Normalization and package usage
Bart-Joosten opened this issue · comments
Hi,
Thanks for creating this package.
Its not yet clear to me whether I should first normalise the raw counts and then log transform or first log transform and then normalise the counts.
Also, I receive the following error with counts I first normalised and then log transformed.
cl<-classify(expMat = TPM_normalized_then_log_transformed_TUR_counts,classification.systems = "TCGA")
predicting TCGA subtypes...Error in colnames(tcga.centroids)[-c(1, 2)][apply(cor(Exp[G, ], tcga.centroids[G, :
invalid subscript type 'list'
My expMat object is a matrix.
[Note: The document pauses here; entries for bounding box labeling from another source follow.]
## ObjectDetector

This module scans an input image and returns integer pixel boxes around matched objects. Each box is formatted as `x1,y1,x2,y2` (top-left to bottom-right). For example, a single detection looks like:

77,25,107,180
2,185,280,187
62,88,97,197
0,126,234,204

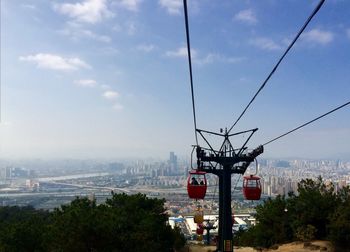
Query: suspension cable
228,0,325,133
183,0,198,146
263,101,350,146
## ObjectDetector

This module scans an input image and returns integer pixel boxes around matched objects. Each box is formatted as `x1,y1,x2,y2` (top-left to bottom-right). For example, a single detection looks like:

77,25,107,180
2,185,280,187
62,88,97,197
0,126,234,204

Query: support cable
183,0,198,146
228,0,325,133
263,101,350,146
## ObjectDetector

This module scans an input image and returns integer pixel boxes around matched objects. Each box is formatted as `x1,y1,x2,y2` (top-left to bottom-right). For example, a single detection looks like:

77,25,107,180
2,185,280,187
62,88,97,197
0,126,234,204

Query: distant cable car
187,170,207,200
243,175,261,200
196,224,204,235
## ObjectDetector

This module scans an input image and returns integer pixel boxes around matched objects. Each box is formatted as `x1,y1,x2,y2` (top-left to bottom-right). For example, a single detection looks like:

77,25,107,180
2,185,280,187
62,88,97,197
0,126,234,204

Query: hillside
189,241,334,252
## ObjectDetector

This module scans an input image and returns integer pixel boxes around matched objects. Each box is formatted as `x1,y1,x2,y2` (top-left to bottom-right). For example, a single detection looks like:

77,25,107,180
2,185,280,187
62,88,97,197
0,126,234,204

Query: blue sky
0,0,350,158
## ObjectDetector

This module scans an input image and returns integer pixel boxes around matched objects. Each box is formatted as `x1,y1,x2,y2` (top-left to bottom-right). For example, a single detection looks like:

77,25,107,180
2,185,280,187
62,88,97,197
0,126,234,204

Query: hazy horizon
0,0,350,159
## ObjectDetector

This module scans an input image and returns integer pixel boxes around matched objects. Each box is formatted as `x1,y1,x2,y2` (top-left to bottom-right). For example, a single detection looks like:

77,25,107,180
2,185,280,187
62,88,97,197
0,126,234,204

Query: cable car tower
183,0,340,252
196,128,263,251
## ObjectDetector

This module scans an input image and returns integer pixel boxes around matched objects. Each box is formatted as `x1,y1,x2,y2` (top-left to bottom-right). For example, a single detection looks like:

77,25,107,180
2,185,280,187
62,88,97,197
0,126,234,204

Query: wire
228,0,325,133
263,101,350,146
183,0,198,146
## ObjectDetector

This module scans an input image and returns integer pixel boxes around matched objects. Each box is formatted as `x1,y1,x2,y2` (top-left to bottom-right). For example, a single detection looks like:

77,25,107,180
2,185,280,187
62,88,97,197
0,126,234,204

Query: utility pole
196,128,263,252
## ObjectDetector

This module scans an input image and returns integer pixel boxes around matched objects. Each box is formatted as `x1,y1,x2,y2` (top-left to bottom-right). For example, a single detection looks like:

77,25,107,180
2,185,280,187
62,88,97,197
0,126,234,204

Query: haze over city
0,0,350,159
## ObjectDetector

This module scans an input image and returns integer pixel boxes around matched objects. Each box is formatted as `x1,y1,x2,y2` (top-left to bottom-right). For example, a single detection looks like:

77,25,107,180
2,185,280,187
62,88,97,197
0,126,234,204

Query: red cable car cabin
243,175,261,200
187,170,207,199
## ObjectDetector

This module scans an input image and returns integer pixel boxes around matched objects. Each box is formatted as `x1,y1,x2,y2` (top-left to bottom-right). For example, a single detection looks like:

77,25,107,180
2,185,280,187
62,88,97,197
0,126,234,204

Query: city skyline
0,0,350,159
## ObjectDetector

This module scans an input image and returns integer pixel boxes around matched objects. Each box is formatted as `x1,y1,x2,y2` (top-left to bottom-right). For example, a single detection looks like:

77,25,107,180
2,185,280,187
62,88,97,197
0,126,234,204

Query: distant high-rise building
169,151,177,174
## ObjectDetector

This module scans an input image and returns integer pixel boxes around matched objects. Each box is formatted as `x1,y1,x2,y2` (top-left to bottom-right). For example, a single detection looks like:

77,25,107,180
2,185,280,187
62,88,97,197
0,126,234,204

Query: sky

I tried to replace column names with unlisted column names but this does not work. My matrix looks something like this:
However, I notice that this looks different from the CIT dataset
For the normalization: counts should be library and fragment-size normalized first (e.g. TPM) and then log-transformed.
About the error message, I'm not sure I can reproduce it. Do you still get it if you transform into data.frame first? i.e.
cl<-classify(expMat = as.data.frame(TPM_normalized_then_log_transformed_TUR_counts), classification.systems = "TCGA")
Hi, thanks for your response.
The issue was that I had -inf values in my expMat object (because my TPM counts were sometimes zero). I replaced the -Inf values in my TPM_normalized_then_log_transformed_TUR_counts with 0. Then the function ran without issues.
Hi just to be clear: deseq and edgeR normalization are not fragment size normalized correct? But would FKPM work?